Wednesday, February 20, 2008

What Gives Me the Right?

Interesting. Do I get to carry a portable device that blocks cell phone reception in an area?

This jobbie works, if I read the description right, on an area of radius 10 meters, out from the unit in my pocket. So, I could keep you from making or receiving cell phone calls in a car, or in a conference room.

So, if this device is legal, at one point would it become illegal? At a power/radius of 100 meters? How about 10 miles? Can I block all cell phone use in a circle of 10 mile radius?

At some point, it is clearly illegal, or should be. Yes?

UPDATE: Yes. Clearly illegal.

But then why the hecking heck does it pop up on Facebook?


The Unknown Professor said...

I haven't verified this, but I've heard that stronger versions (range up to 100 meters) are sometimes used by the military to negate cell phone-triggered bombs. They're also used in some European churches.

I'd thought of getting one for use in my finance classes. Some of my little darlings say that they use their cell phones as calculators. But somehow when I see one of them pushing frantically with both thumbs (I swear that some of them spend so much time texting that they could press 300 lbs with each thumb), they can't ever seem to show me how to solve a problem on their calculator.

With one of these babies, I don't have to police them, but somehow their cell phones just would never seem to work in my classroom.

It'd almost be worth it to see the looks on their faces when they can't get reception and really can't complain about it without looking like a schmo.

Dirty Davey said...

What are the property rights implications here? Shouldn't (for example) a private university have the right to block signals in a building on their campus (private property) if they are doing so in a way that has absolutely no effect off the property (e.g. a 10m radius blocker in a building 200m from the campus boundary)?

Shawn said...

at the home of all-things-tech, engadget, there are a few articles on cell's a U.S. site, but clearly people *are* using them, despite it happening to be against the law. Particularly interesting was one article where schools in italy are doing exactly what you're proposing, UP:

Ciao, celly!

br said...

I've seen this before. Once the product life cycle peaks, they will introduce cell phone jammer jammers and then jammer jammer jammers and so on.

Angus said...

"If God were here he'd tell you to your face: Man your somekind of sinner! Signs, Signs, everywhere are signs....."

Just a Thought said...

The rule states: The Act prohibits any person from willfully or maliciously interfering with the radio communications of any station licensed or authorized under the Act or operated by the U.S. government.

I'm not sure your cellphone qualifies under this statute as a matter of law, so saying that the device is "clearly illegal" is probably wrong.

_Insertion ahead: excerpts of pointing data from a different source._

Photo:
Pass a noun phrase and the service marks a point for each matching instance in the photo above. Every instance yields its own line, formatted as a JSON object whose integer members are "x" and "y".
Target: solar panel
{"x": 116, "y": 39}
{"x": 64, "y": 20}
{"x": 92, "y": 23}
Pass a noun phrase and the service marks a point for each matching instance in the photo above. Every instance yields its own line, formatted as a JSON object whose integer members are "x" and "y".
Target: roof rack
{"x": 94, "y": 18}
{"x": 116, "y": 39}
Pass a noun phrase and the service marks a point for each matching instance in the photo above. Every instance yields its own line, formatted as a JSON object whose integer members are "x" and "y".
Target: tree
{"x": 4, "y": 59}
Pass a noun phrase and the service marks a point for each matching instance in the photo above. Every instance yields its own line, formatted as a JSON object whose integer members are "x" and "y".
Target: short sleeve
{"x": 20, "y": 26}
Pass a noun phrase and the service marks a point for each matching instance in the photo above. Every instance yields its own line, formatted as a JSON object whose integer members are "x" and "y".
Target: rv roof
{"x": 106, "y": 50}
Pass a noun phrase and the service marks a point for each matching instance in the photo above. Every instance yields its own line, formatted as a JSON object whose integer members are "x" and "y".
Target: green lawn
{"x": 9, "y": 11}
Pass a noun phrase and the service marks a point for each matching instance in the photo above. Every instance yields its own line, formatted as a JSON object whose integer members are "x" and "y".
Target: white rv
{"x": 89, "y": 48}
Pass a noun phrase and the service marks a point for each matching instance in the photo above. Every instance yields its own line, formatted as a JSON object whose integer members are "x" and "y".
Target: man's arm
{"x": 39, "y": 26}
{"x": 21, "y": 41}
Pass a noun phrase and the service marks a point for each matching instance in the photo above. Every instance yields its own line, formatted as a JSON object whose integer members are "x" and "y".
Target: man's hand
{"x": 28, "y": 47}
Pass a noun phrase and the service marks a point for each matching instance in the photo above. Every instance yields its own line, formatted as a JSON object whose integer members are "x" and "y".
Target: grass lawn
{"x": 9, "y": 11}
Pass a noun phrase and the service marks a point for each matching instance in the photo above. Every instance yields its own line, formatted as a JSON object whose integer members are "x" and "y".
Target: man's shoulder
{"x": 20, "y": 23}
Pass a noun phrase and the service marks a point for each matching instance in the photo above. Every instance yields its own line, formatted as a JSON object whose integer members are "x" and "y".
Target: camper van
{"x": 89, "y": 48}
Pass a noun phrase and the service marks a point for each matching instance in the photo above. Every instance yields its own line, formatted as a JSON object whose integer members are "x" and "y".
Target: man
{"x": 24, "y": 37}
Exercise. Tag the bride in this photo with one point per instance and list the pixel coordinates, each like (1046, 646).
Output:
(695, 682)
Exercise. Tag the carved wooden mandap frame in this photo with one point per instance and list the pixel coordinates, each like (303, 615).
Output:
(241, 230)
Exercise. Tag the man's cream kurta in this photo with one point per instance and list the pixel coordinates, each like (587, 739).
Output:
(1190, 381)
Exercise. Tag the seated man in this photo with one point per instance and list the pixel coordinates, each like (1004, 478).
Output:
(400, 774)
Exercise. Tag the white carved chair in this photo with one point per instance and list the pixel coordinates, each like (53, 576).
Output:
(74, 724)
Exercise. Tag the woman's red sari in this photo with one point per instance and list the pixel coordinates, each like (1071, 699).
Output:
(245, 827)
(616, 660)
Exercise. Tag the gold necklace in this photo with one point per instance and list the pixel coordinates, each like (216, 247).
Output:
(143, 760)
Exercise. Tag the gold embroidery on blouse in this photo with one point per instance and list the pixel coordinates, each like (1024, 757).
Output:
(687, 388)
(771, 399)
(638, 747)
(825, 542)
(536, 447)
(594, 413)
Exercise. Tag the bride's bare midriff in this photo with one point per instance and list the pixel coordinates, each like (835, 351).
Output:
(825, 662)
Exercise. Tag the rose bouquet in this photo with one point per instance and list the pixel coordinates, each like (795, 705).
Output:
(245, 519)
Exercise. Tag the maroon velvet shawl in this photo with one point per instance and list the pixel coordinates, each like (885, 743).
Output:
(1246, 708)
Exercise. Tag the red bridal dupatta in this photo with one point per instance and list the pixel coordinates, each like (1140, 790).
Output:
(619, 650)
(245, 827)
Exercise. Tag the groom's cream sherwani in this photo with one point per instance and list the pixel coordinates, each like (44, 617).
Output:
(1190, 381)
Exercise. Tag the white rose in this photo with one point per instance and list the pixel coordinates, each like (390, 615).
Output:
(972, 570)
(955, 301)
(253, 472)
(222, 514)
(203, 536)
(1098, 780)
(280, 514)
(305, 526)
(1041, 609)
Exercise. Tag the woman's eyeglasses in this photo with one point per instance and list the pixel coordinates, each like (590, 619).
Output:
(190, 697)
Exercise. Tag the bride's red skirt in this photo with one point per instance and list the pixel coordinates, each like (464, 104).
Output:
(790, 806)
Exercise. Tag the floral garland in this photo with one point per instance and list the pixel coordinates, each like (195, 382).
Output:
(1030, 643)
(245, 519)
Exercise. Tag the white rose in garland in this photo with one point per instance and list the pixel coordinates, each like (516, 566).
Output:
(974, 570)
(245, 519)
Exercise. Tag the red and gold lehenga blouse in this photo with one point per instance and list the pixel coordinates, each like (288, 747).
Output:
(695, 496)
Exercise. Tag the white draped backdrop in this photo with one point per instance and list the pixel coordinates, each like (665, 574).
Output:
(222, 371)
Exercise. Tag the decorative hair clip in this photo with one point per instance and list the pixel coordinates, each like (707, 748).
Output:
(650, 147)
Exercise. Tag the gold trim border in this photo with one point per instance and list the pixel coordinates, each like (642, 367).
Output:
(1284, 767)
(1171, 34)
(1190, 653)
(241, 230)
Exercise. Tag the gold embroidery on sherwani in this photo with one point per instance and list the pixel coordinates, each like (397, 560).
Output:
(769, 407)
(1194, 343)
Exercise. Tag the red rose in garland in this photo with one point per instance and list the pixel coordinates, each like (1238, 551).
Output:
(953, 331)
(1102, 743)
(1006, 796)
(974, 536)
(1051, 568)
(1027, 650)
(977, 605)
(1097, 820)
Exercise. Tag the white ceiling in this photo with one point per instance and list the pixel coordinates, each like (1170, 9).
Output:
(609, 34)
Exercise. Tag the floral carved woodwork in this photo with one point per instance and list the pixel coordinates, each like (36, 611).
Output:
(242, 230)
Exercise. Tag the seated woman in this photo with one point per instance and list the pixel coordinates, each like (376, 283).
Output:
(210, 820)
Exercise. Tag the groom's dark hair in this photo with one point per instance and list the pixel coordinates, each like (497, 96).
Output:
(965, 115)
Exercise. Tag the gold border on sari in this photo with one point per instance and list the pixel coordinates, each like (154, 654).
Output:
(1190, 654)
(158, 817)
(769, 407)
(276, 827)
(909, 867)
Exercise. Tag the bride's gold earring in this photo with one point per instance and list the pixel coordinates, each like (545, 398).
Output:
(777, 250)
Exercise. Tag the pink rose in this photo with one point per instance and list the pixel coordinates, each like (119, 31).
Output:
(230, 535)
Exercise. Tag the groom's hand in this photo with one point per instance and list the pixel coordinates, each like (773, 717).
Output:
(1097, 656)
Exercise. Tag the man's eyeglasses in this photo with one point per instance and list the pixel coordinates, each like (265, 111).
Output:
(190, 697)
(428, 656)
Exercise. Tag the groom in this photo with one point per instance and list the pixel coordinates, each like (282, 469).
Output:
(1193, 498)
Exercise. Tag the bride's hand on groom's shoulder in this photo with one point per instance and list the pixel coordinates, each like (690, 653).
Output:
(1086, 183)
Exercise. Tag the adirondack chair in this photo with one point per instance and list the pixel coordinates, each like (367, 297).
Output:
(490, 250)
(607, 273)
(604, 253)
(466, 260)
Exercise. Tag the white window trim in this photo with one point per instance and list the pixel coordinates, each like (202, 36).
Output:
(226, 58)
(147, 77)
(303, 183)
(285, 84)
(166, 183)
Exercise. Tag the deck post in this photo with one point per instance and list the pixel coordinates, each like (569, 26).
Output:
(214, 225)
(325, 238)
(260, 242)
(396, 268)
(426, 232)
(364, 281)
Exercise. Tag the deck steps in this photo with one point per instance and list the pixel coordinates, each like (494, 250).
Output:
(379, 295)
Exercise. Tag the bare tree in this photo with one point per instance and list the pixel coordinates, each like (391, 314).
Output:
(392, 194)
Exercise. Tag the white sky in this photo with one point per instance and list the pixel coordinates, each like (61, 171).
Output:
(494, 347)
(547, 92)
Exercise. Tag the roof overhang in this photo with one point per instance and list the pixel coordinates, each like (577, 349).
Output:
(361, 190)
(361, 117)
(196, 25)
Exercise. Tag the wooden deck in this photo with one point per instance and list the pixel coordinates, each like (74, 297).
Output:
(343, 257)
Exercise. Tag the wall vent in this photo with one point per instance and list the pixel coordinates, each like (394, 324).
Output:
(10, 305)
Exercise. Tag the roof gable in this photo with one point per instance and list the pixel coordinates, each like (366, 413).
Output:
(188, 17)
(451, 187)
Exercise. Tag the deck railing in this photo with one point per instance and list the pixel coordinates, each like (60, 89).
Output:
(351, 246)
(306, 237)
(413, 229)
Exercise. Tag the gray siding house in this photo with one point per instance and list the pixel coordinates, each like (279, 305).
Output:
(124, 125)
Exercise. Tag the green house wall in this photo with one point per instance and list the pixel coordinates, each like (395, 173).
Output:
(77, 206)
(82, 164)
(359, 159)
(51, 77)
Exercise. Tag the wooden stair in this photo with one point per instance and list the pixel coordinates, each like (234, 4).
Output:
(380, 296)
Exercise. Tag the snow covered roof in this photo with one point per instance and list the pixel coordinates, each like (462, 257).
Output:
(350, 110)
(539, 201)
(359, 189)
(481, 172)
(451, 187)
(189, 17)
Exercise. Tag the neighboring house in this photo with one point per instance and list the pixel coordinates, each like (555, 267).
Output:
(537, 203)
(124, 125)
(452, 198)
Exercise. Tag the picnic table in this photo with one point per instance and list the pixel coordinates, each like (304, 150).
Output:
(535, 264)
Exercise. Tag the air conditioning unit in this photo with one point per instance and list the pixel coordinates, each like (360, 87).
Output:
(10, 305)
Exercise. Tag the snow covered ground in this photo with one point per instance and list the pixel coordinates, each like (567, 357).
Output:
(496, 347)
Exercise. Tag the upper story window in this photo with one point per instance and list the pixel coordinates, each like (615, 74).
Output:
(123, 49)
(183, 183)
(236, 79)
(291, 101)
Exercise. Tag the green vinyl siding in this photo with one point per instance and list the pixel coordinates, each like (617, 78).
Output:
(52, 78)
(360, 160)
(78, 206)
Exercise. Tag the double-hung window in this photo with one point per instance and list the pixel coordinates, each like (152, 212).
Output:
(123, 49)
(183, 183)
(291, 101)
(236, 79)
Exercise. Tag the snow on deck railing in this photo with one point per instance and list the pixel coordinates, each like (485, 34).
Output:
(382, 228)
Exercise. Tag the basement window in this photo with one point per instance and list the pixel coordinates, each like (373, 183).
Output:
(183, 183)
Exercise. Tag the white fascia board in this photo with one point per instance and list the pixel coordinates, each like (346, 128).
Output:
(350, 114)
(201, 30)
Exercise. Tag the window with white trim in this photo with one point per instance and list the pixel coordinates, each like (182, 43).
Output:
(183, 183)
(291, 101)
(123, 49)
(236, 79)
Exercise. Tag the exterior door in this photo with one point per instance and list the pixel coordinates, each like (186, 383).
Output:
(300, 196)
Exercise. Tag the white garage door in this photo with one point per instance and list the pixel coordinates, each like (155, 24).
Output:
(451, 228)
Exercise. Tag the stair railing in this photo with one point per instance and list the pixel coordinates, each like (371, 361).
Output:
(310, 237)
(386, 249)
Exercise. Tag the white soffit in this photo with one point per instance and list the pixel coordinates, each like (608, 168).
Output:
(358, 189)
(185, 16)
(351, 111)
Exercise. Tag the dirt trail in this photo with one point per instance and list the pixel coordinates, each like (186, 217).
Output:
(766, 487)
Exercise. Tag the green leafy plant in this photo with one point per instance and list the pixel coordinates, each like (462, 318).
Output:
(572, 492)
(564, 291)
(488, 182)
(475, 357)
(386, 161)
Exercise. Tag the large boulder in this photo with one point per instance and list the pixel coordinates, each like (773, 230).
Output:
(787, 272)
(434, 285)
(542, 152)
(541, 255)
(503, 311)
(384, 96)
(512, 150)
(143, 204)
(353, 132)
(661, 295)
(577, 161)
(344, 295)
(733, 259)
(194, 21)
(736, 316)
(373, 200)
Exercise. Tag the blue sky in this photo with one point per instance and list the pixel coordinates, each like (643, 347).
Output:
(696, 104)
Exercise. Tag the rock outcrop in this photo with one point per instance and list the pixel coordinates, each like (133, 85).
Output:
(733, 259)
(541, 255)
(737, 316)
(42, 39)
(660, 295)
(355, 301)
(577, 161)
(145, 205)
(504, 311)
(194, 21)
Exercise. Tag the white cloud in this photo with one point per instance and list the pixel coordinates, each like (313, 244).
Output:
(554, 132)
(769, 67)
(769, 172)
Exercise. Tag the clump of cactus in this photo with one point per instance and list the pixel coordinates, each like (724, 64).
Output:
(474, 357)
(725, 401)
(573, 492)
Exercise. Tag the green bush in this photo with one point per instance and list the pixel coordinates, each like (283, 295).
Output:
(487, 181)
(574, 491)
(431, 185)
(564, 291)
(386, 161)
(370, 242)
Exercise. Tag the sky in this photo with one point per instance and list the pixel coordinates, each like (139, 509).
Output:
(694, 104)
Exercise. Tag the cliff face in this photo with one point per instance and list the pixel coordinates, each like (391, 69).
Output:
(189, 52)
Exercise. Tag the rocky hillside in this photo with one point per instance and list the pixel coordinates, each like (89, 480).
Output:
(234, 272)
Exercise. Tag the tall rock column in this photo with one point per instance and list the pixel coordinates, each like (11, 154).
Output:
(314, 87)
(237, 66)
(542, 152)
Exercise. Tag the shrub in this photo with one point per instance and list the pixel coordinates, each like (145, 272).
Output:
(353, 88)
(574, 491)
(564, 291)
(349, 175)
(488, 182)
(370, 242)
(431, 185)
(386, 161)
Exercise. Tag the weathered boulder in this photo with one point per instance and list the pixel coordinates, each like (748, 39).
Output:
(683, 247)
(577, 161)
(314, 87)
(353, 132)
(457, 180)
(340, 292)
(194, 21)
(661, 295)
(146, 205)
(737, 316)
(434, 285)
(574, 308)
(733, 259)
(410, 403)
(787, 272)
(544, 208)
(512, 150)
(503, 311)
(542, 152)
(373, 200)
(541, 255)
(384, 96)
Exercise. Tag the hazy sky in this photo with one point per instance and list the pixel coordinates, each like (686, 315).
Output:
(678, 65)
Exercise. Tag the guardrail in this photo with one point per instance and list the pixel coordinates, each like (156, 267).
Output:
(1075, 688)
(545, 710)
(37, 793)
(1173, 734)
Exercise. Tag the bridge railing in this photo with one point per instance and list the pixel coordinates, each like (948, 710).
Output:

It may be illegal.

Shawn said... cdma and gsm frequencies are licensed frequencies by the FCC...

Just a Thought said...

But this is specific to "station"s that are licensed or authorized or operated by the US government. Is your phone a station? What is the legal definition of "station"? These are both arguable points. It doesn't matter, really, I was just pointing out that there it isn't black and white.